Decision Trees

Insertion sort, merge sort, heap sort and quick sort are all examples of comparison sorts. They sort the elements of a set by making comparisons between elements. The sequence of operations in a comparison sort can be represented as a decision tree, where each node of the tree represents a comparison. The tree below describes a sorting algorithm operating on a set of 3 numbers. Since a set with 3 elements has 6 permutations, there will be 6 leaves on the decision tree.

Decision Tree

The leaves represent possible outcomes of the sorting process. The longest path from the root of the tree to a leaf represents the maximum number of comparisons - the worst-case scenario for the sorting algorithm. Said differently, the height of the tree represents the worst-case runtime of the algorithm.

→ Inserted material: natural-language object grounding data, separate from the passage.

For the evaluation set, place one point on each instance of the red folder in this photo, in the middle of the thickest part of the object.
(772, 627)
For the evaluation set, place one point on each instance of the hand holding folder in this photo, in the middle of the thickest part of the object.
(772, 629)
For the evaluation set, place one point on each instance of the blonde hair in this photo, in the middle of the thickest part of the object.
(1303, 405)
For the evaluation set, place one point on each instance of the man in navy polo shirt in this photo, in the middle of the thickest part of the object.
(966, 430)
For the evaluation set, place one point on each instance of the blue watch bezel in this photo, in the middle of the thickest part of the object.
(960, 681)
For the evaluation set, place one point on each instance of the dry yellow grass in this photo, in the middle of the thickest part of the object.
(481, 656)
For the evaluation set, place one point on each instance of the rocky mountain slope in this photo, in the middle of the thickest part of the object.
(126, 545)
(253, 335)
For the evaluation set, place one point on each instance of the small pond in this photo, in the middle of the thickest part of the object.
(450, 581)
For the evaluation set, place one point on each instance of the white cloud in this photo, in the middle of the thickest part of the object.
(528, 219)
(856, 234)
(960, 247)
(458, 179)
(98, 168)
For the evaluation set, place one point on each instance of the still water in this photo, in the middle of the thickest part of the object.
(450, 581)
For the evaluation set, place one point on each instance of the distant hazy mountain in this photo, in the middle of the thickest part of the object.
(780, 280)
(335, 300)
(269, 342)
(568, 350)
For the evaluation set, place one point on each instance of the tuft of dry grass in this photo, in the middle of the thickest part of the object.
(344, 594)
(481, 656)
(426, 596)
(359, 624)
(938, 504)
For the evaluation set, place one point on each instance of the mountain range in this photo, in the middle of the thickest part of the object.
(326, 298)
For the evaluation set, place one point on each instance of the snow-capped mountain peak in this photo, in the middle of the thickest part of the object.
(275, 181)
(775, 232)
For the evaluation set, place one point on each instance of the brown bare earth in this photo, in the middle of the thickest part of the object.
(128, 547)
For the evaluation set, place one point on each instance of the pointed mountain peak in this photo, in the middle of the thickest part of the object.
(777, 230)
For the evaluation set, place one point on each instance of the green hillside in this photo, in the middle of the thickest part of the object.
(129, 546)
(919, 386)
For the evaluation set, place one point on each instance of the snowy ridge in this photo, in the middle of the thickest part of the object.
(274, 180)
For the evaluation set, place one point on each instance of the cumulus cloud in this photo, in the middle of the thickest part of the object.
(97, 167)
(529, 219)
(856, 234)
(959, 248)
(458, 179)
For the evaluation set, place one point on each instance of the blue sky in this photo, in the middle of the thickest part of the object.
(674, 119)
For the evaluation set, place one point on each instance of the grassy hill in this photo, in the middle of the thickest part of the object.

Let’s find the maximum height of the decision tree. First, we will assert that a set with \(n\) elements has \(n!\) permutations, and therefore a decision tree which represents a sorting process must have at least \(n!\) leaves. Next, we will note that a binary tree of height \(h\) has a maximum of \(2^h\) leaves.

\[n! \leq 2^h\]

Let’s take a base 2 logarithm of both sides.

\[h \geq \log (n!)\]

Stirling’s approximation allows us to simplify \(n!\).

\[\left( \frac{n}{e} \right)^n < n!\]

Substituting Stirling’s approximation into our equation for \(h\),

\[\\ h \geq \log \left( \frac{n}{e} \right)^n \\ h = n \log n - n \log e \\ h = \Omega (n \log n)\]

Thus, any decision tree which sorts \(n\) elements has a height of \(\Omega (n \log n)\). We will not be able to acheive linear time with a comparison sort algorithm.